If you are a California resident, you may ask BuyEasy for a notice describing what categories of personal information BuyEasy shares with third parties or affiliates for those third parties or affiliates’ direct marketing purposes and identify the name and address of the third parties that received such personal information. Please submit a written request to the address provided below and specify you want a copy of your California Shine the Light Notice. We may require additional information from you to allow us to verify your identity and are only required to respond to requests once during any calendar year.
H. Consumer Affairs
Under California Civil Code Section 1789.3, California residents are entitled to the following specific consumer rights notice: If you have a question or complaint regarding the Website, please send an email to [email protected]. You may also contact us by writing to us at the address provided below under the Section entitled “Contact Information”. California residents may reach the Complaint Assistance Unit of the Division of Consumer Services of the California Department of Consumer Affairs may be contacted in writing at 400 R Street, Suite 1080, Sacramento, California 95814, or by telephone at (916) 445-1254 or (800) 952-5210.
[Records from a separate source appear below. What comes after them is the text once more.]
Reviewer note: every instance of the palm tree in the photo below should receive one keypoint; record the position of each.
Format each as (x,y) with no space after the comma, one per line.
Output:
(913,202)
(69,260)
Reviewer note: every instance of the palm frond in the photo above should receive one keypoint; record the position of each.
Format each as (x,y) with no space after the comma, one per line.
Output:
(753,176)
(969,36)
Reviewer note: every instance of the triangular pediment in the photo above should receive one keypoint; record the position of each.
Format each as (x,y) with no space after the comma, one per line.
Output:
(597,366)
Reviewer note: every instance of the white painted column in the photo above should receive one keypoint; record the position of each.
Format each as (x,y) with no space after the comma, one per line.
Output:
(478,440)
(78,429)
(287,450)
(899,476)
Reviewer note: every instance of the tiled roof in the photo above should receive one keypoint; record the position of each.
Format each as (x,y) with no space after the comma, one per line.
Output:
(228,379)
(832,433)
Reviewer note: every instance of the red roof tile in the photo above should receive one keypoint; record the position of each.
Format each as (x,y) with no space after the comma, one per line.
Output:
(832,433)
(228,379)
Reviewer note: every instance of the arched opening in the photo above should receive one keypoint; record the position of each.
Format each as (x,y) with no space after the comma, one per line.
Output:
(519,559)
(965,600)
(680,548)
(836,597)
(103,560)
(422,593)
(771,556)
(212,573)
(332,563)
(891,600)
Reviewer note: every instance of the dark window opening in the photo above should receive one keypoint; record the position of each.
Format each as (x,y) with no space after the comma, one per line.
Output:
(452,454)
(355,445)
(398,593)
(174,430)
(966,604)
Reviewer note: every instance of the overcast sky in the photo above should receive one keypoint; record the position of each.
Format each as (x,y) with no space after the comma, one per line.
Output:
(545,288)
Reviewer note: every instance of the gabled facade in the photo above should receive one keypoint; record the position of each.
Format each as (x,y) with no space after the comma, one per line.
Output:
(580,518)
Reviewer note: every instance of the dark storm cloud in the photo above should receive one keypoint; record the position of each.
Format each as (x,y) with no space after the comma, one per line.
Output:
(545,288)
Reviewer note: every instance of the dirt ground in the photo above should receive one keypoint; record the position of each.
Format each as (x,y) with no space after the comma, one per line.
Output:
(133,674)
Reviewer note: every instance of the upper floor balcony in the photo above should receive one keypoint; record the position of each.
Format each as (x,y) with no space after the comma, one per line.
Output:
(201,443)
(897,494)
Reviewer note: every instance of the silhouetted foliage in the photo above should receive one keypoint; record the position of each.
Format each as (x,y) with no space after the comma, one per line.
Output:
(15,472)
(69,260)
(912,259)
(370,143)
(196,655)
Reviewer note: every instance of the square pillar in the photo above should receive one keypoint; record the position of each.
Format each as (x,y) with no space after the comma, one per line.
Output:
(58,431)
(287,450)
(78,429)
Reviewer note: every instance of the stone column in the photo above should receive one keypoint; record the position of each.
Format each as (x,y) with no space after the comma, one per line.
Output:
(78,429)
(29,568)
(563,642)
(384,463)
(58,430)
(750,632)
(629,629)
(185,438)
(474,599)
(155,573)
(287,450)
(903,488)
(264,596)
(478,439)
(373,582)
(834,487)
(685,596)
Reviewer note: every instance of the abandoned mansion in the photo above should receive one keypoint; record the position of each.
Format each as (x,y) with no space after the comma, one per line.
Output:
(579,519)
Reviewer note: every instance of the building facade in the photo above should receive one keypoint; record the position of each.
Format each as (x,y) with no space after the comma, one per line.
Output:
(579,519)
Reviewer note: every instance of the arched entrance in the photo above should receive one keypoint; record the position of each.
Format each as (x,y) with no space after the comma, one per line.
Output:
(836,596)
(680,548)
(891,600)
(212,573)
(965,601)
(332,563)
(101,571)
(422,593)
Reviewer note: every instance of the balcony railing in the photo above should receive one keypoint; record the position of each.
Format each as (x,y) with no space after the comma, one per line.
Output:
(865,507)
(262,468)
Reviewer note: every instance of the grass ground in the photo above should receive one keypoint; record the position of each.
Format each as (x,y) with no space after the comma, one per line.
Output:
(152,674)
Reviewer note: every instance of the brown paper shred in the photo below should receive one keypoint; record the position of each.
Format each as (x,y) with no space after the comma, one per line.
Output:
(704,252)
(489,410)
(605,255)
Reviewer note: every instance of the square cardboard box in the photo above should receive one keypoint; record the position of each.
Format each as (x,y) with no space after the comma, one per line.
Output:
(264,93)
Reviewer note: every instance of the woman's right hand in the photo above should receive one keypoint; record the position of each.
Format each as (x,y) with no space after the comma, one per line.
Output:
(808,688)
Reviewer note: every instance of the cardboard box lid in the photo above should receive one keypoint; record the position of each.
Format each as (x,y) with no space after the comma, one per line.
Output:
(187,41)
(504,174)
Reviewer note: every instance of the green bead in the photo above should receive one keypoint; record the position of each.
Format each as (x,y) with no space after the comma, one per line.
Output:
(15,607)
IX. Disclosure for Residents of Nevada
If you are a Nevada resident, you may ask BuyEasy to add you to our opt-out list for possible future sales of certain information we have collected or will collect about you. A sale under Nevada law is the exchange of personal information for monetary consideration by the business to a third-party for the third-party to license or sell the personal information to other third parties. To submit such a request, please contact our designated request email address: [email protected]
X. Disclosure for Residents of Canada
You may request access to or correction of your personal information, or withdraw consent to our collection, use or disclosure of your personal information, by writing to our Global Privacy Team. These rights are subject to applicable contractual and legal restrictions and reasonable notice. We may take reasonable steps to verify your identity before honoring any such requests.